This study is currently recruiting participants.
Verified November 2017 by Novartis ( Novartis Pharmaceuticals )
Sponsor:
ClinicalTrials.gov Identifier:
NCT01327846
First Posted: April 4, 2011
Last Update Posted: November 17, 2017
The safety and scientific validity of this study is the responsibility of the study sponsor and investigators. Listing a study does not mean it has been evaluated by the U.S. Federal Government. Know the risks and potential benefits of clinical studies and talk to your health care provider before participating. Read our disclaimer for details.
Information provided by (Responsible Party):
Novartis ( Novartis Pharmaceuticals )
  Purpose

Main Study (CACZ885M2301): The purpose of the pivotal phase of this trial is to test the hypothesis that canakinumab treatment of patients with MI at least one month prior to study entry and elevated hsCRP will prevent recurrent cardiovascular events.
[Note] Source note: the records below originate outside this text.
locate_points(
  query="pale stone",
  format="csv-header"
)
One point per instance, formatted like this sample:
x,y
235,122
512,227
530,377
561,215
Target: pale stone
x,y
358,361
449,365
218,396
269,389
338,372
The purpose of the extension phase of the main study is to collect additional long-term safety data on continued exposure to canakinumab in patients who participated in the pivotal phase.

Sub-study 1 (CACZ885M2301S1): The purpose of this sub-study is to evaluate the effect of quarterly subcutaneous canakinumab treatment for 24 months comparted with placebo on the carotid plaque burden measured by integrated vascular MRI in patients enrolled in the CACZ885M2301 study (CANTOS).

Sub-study 2 (CACZ885M2301S2): The purpose of this CANTOS sub-study is to determine whether, in patients with type 2 diabetes participating in the CANTOS main study, canakinumab compared to placebo, on top of standard of care increases insulin secretion and insulin sensitivity.


Condition Intervention Phase
Atherosclerosis Drug: Canakinumab Drug: Placebo Phase 3

Study Type: Interventional
Study Design: Allocation: Randomized
Intervention Model: Parallel Assignment
Masking: Triple (Participant, Investigator, Outcomes Assessor)
Primary Purpose: Treatment
Official Title: A Randomized, Double-blind, Placebo-controlled, Event-driven Trial of Quarterly Subcutaneous Canakinumab in the Prevention of Recurrent Cardiovascular Events Among Stable Post-myocardial Infarction Patients With Elevated hsCRP

Resource links provided by NLM:


Further study details as provided by Novartis ( Novartis Pharmaceuticals ):

Primary Outcome Measures:
  • Main:Time to first occurrence of major adverse cardiovascular event, which is a composite of CV death, non-fatal MI, and stroke. [ Time Frame: 36 months ]
  • Substudy 1; Change from baseline in carotid plaque burden in the bifurcation region of the index carotid artery [ Time Frame: 36 months ]
  • Substudy 2; Change from baseline of the insulin secretion rate (ISR) relative to glucose 0-30 min defined as Φ30 = AUCISR 0-30 / AUCGluc 0-30 averaged across the yearly visits. [ Time Frame: 36 months ]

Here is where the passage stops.